I'm trying to define a "quasi-generic" function. Rather than making it entirely generic, I'd like it to work only for the "integer" types (i.e. byte, sbyte, int16, uint16, int, uint32, int64, uint64, bigint).
How can I put this into a type annotation on the function definition? To clarify, how would I rewrite the following code to actually work (using only 3 types presumably without loss of generalization):
let square (x: int|int64|bigint) =
x * x
First of all, there is no way to resolve such a type constraint using standard .NET generics at runtime.
F# does allow you to express a limited form of such constraints by resolving them at compile time and inserting the proper function call inline. This makes use of statically resolved type parameters.

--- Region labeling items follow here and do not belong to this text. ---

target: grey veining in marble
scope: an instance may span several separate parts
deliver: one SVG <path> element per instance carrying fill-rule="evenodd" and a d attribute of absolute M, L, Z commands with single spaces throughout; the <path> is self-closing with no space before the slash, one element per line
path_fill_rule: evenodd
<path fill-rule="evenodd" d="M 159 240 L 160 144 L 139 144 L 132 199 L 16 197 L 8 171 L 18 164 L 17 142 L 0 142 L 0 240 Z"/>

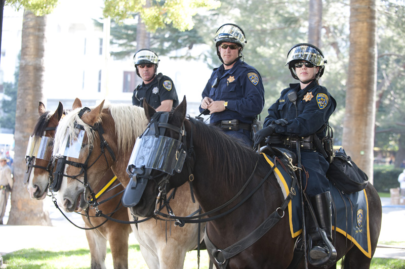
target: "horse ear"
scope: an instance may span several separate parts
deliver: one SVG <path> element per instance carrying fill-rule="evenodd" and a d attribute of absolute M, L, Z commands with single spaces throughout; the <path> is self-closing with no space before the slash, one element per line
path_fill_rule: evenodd
<path fill-rule="evenodd" d="M 173 118 L 178 119 L 180 121 L 179 125 L 183 124 L 183 122 L 186 118 L 186 112 L 187 112 L 187 101 L 186 101 L 186 96 L 183 98 L 180 105 L 177 106 L 173 112 Z"/>
<path fill-rule="evenodd" d="M 74 99 L 74 102 L 73 102 L 73 105 L 72 106 L 72 109 L 76 109 L 76 108 L 78 108 L 79 107 L 82 107 L 82 101 L 80 101 L 80 99 L 76 98 Z"/>
<path fill-rule="evenodd" d="M 63 114 L 63 105 L 62 103 L 59 102 L 58 108 L 55 111 L 55 113 L 52 115 L 49 120 L 50 126 L 58 126 L 58 124 L 60 120 L 62 115 Z"/>
<path fill-rule="evenodd" d="M 62 115 L 63 115 L 63 105 L 62 105 L 62 103 L 60 102 L 58 106 L 58 108 L 57 108 L 56 111 L 55 111 L 54 114 L 57 113 L 58 113 L 57 115 L 58 115 L 58 122 L 59 122 L 60 120 L 60 118 L 62 117 Z"/>
<path fill-rule="evenodd" d="M 82 116 L 82 120 L 85 123 L 90 125 L 94 125 L 98 119 L 98 117 L 101 113 L 101 110 L 103 109 L 103 106 L 104 105 L 104 101 L 103 100 L 100 105 L 92 109 L 89 112 L 85 114 Z"/>
<path fill-rule="evenodd" d="M 143 100 L 143 109 L 145 110 L 145 115 L 146 115 L 146 118 L 148 119 L 148 121 L 150 121 L 150 119 L 152 118 L 152 116 L 156 113 L 156 110 L 155 110 L 154 108 L 150 106 L 145 99 Z"/>
<path fill-rule="evenodd" d="M 41 101 L 39 101 L 39 104 L 38 105 L 38 113 L 39 116 L 41 116 L 46 112 L 47 112 L 47 110 L 45 109 L 45 105 Z"/>

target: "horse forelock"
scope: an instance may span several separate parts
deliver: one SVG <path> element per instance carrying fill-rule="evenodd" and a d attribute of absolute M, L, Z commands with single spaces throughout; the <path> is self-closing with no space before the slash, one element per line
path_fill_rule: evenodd
<path fill-rule="evenodd" d="M 213 167 L 217 177 L 229 179 L 223 181 L 227 185 L 236 186 L 247 180 L 257 161 L 257 154 L 216 127 L 194 119 L 190 121 L 195 127 L 193 146 L 198 145 L 206 152 L 207 168 Z"/>
<path fill-rule="evenodd" d="M 59 122 L 58 127 L 56 128 L 56 133 L 55 136 L 55 142 L 54 145 L 53 154 L 56 155 L 60 149 L 60 148 L 65 145 L 62 145 L 63 138 L 66 136 L 69 136 L 71 140 L 77 139 L 78 134 L 78 129 L 74 127 L 75 123 L 77 122 L 83 126 L 85 131 L 87 134 L 87 143 L 86 143 L 87 150 L 89 149 L 90 145 L 93 145 L 94 140 L 94 132 L 92 131 L 91 126 L 85 123 L 79 117 L 78 113 L 82 108 L 76 108 L 67 113 Z M 101 122 L 99 118 L 97 122 Z"/>
<path fill-rule="evenodd" d="M 114 121 L 120 153 L 133 146 L 136 138 L 145 130 L 147 120 L 143 109 L 136 106 L 110 105 L 108 108 Z"/>

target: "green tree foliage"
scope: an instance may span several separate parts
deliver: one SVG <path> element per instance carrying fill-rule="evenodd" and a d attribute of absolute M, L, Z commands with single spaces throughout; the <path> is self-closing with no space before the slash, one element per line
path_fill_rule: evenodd
<path fill-rule="evenodd" d="M 180 31 L 191 30 L 194 26 L 192 17 L 197 12 L 216 9 L 220 5 L 217 0 L 104 0 L 104 17 L 123 22 L 132 18 L 134 13 L 139 13 L 150 32 L 168 24 Z"/>
<path fill-rule="evenodd" d="M 111 55 L 116 59 L 132 57 L 136 51 L 137 24 L 135 20 L 132 21 L 133 23 L 125 24 L 114 22 L 111 23 L 111 44 L 113 51 Z M 100 22 L 96 23 L 102 26 Z M 203 38 L 195 29 L 181 31 L 172 24 L 164 28 L 158 28 L 150 36 L 150 49 L 158 55 L 167 55 L 172 51 L 183 48 L 191 49 L 193 46 L 202 43 Z"/>
<path fill-rule="evenodd" d="M 58 0 L 5 0 L 5 5 L 14 7 L 17 10 L 23 8 L 36 16 L 49 14 L 58 4 Z"/>
<path fill-rule="evenodd" d="M 3 115 L 0 117 L 0 126 L 13 129 L 14 132 L 16 125 L 16 109 L 17 108 L 17 91 L 18 81 L 18 71 L 14 73 L 14 83 L 5 82 L 4 95 L 7 97 L 2 100 Z"/>

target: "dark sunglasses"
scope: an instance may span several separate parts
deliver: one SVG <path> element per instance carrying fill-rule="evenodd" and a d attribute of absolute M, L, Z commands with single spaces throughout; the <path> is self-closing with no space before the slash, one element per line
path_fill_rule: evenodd
<path fill-rule="evenodd" d="M 226 50 L 228 47 L 231 48 L 231 50 L 236 50 L 239 47 L 237 45 L 227 45 L 226 44 L 221 44 L 220 46 L 224 50 Z"/>
<path fill-rule="evenodd" d="M 313 65 L 313 64 L 311 64 L 311 63 L 308 63 L 308 62 L 306 62 L 306 63 L 296 63 L 295 64 L 294 64 L 294 66 L 295 66 L 296 67 L 297 67 L 298 68 L 301 68 L 301 67 L 302 67 L 302 66 L 304 65 L 304 64 L 305 65 L 305 66 L 306 66 L 308 68 L 311 68 L 313 67 L 314 66 L 315 66 Z"/>
<path fill-rule="evenodd" d="M 140 68 L 144 68 L 146 66 L 148 68 L 150 68 L 152 66 L 153 66 L 153 64 L 140 64 L 138 66 Z"/>

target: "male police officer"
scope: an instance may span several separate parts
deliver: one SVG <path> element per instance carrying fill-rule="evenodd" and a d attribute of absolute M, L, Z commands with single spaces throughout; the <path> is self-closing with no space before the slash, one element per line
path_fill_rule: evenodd
<path fill-rule="evenodd" d="M 179 100 L 173 80 L 161 73 L 156 74 L 159 61 L 155 53 L 146 49 L 134 55 L 136 73 L 143 82 L 134 91 L 132 104 L 141 107 L 146 99 L 156 111 L 170 111 Z"/>
<path fill-rule="evenodd" d="M 214 69 L 202 92 L 199 110 L 211 114 L 211 124 L 252 146 L 252 126 L 264 106 L 264 88 L 260 74 L 240 61 L 247 42 L 243 30 L 235 24 L 224 24 L 214 40 L 223 63 Z"/>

It's quite simple for the case you have described, you can just write:
let inline square x = x * x
This will work for any type 'T
which has the *
operator defined.
You can also apply specific static/member constraints explicitly but this requires more ugly syntax, e.g.
let inline id item =
( ^T : (member Id : int) (item))
This example function will operate on any type that exposes an Id
property of type int
.
Update: Based on the specific use case you're describing, you really type-classes. Those don't really exist in F# (aside from a few hard-coded examples) but you can simulate them using a marker type and member constraints, here is an example:
type Marker =
|Marker
static member Multiply (marker : Marker, numX : int, numY : int) =
numX * numY
static member Multiply (marker : Marker, numX : int64, numY : int64) =
numX * numY
let inline multiply x y =
((^T or ^U) : (static member Multiply : ^T * ^U * ^U -> ^S) (Marker, x, y))
multiply 5 7
multiply 5L 7L
Notice this lets you specify the exact types you want to allow the functionality on.